WESTBY — (AP) — President Joe Biden is returning to southwest Wisconsin to make good on his promise to provide new investments in rural electrification and other infrastructure improvements.
Biden will be in Westby on Thursday to announce $7.3 billion in investments for 16 cooperatives that will provide electricity for rural areas across 23 states. The intent is to bring down the cost of badly needed internet connections in hard-to-reach areas.
Funding for the project comes from the Democrats' Inflation Reduction Act, signed into law in August 2022 and passed in Congress along party lines. The law invests roughly $13 billion in rural electrification across multiple programs and will create 4,500 permanent jobs and 16,000 construction jobs, according to the White House.
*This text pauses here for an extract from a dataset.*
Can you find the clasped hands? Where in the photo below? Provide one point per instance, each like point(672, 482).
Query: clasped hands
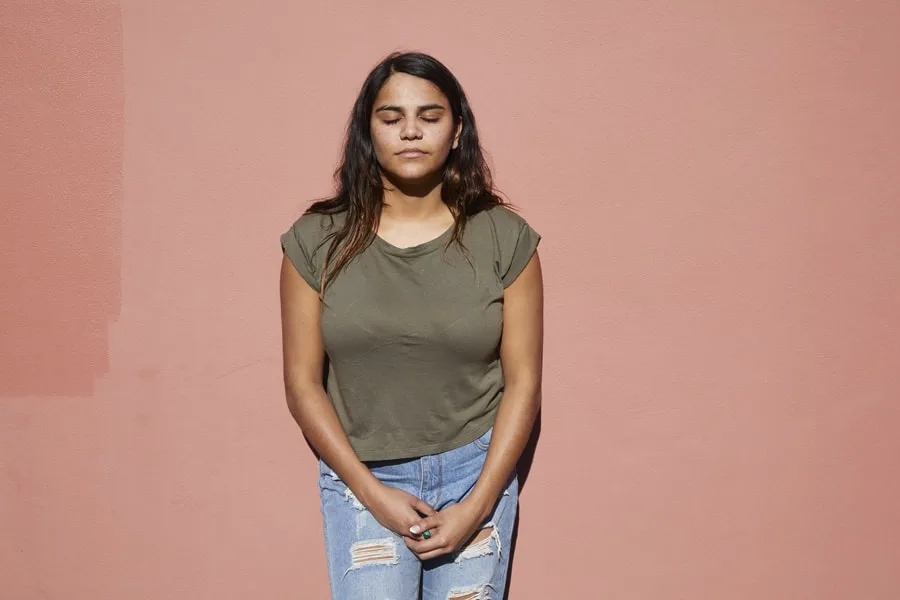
point(448, 530)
The administration calls it the largest investment in rural electrification since the New Deal in the 1930s.
Democrats consider Wisconsin to be one of the must-win states in November’s presidential election between Republican Donald Trump and Democratic Vice President Kamala Harris. Biden won the state in 2020 by about 20,000 votes, flipping Wisconsin to the Democratic column after Trump narrowly won it in 2016.
And Thursday’s trip will be a return to a state that Biden visited early in his presidency. Then, he made a promise to provide, among other infrastructure improvements, better internet to rural areas.
“It isn’t a luxury; it’s now a necessity, like water and electricity,” Biden said at the La Crosse Municipal Transit Utility in June 2021. “And this deal would provide for it for everyone, while bringing down the cost of internet service across the board.”
White House deputy chief of staff Natalie Quillian told reporters Wednesday that when the president returns to Wisconsin, "he will have delivered on so many of those promises.”